I hope this will help get those blooming ESP/CEP concepts to mainstream. The tutorial should give you enough ground to understand where we come from and enough details to get started in your own project right away.


If the EPL snips below does not sound familiar to you

select avg(price) from StockTick.win:time(30 sec)
where symbol='GOOG'

select type, count(*)
from BaseTerminalEvent.win:time(10 minutes)
group by type
output all every 1 minutes


Read it online at ONJava


or read more about Esper

Saturday, March 10, 2007

Terracotta' Jonas & Eugene on AOP at AOSD 2007

(imported from http://blogs.codehaus.org/people/avasseur, read comments there)

Jonas and Eugene from Terracotta - the Naturally Clustered Java provider and maker of OpenTerracotta - have published a very interesting paper on industry use of AOP and point out some limitations present in current AOP frameworks: "Clustering the Java Virtual Machine using Aspect-Oriented Programming".

Excerpt:
"application startup time with AspectJ load-time weaving [which I partly authored] was ... slower and memory overhead was ... bigger ... when comparing with similar transformations done with either the Terracotta runtime or the AspectWerkz AOP engine [which I authored with my friend and former coworker Jonas]."

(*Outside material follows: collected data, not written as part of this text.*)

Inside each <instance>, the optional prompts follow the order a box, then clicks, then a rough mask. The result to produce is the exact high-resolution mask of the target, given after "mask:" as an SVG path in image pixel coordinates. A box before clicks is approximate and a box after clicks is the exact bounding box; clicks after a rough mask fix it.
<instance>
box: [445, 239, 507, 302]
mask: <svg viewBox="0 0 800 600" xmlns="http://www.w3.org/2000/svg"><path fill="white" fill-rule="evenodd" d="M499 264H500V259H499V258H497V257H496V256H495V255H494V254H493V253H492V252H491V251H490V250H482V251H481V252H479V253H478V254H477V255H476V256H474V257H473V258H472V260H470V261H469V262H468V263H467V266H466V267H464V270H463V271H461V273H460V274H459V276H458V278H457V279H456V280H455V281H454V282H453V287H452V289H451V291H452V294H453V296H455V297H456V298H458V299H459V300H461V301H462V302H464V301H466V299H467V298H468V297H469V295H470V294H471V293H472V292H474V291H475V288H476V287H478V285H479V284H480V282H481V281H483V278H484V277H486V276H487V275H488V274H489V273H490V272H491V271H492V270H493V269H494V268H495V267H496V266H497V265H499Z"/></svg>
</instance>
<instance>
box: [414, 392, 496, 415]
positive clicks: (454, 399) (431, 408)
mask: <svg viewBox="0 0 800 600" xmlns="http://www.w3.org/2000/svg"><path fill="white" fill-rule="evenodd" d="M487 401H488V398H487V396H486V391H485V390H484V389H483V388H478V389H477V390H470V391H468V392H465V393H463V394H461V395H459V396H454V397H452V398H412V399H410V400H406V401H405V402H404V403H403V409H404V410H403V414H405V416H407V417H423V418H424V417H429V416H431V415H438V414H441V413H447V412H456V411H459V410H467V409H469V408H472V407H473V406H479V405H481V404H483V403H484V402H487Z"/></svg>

This comes to no surprise to me as AspectJ is born for build time weaving and Eclipse integration and AspectWerkz was born for load time and runtime weaving. As author of both (as we joint forces from AspectWerkz to AspectJ back mhh.. 2 years ago) I was unable to get the best of both world in one engine as we initially focussed on features integration - such as thru the @AspectJ style that is annotation-defined and driven AOP. Since that time my open source bandwith has been drawned due to work engagements. That is unfortunate as I believe there are no technical reasons for this multi-weaving-optimized engine to not happen. Fortunately AspectJ is strong on runtime performance which is something you really have to consider as well.